CAROLINE. – Il est entré dans un de ces établissements qu’on appelle des chalets de nécessité… et il s’est mis à crier : « Au nom de la loi, sortez tous ! » Tous ces malheureux, affolés, ont ouvert leur porte et sont sortis comme ils étaient… alors il les a regardés les uns après les autres et leur a dit, avec ce sérieux que vous lui connaissez : « C’est bien, vous pouvez continuer ! » Et il est ressorti !… Est-ce que ce n’est pas l’indice d’un homme qui perd la raison ?

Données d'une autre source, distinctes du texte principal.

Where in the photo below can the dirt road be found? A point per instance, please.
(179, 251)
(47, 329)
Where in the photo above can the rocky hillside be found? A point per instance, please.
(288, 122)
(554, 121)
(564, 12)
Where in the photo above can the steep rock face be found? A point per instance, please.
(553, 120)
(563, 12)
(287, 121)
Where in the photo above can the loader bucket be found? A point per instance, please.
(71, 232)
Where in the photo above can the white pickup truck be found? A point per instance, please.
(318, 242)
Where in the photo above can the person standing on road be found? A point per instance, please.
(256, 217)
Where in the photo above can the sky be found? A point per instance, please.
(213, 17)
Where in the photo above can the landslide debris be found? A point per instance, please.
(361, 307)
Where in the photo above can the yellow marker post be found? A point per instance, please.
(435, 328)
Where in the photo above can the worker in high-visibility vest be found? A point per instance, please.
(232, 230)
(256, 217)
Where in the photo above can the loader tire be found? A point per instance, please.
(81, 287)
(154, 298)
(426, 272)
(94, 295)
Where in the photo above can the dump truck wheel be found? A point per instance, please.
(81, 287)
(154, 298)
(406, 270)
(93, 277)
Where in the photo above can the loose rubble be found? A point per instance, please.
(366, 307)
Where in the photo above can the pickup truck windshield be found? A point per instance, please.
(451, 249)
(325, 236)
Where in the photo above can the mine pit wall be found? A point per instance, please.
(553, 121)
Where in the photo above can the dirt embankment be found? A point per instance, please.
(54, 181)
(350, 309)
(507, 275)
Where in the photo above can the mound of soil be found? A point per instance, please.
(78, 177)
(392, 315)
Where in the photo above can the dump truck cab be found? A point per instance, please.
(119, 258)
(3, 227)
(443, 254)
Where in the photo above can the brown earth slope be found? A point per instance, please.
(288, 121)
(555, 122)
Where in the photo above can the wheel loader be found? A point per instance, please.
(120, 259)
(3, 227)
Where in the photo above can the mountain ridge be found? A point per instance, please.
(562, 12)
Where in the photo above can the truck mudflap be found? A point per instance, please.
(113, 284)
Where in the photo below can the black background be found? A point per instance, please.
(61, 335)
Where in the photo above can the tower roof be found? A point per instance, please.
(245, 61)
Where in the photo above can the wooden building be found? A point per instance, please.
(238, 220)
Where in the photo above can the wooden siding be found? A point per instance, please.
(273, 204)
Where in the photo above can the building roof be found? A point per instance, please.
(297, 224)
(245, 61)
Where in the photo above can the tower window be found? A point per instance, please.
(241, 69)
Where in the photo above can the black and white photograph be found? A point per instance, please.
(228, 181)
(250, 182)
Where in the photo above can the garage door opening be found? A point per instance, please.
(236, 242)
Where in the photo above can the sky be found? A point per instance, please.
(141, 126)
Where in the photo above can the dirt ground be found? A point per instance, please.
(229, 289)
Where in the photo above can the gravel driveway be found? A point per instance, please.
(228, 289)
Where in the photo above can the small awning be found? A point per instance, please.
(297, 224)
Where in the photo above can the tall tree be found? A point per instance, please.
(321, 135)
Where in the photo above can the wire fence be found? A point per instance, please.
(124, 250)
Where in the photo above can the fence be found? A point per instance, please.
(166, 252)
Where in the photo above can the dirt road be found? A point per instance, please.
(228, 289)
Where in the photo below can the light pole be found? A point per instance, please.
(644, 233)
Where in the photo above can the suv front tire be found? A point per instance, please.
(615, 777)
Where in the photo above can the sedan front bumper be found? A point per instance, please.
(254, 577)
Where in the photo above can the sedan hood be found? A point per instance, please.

LÉON GOZLAN. – Non… mais je conçois très bien votre état d’esprit – et je vais me permettre de vous donner un conseil. Il faut que ce soit vous qui donniez l’exemple…

CAROLINE. – De quoi ?

LÉON GOZLAN. – De la considération qui lui est due. C’est à vous d’abord, de le prendre au sérieux. C’est vous qui devez lui redonner cette confiance en lui qu’il est en train de perdre…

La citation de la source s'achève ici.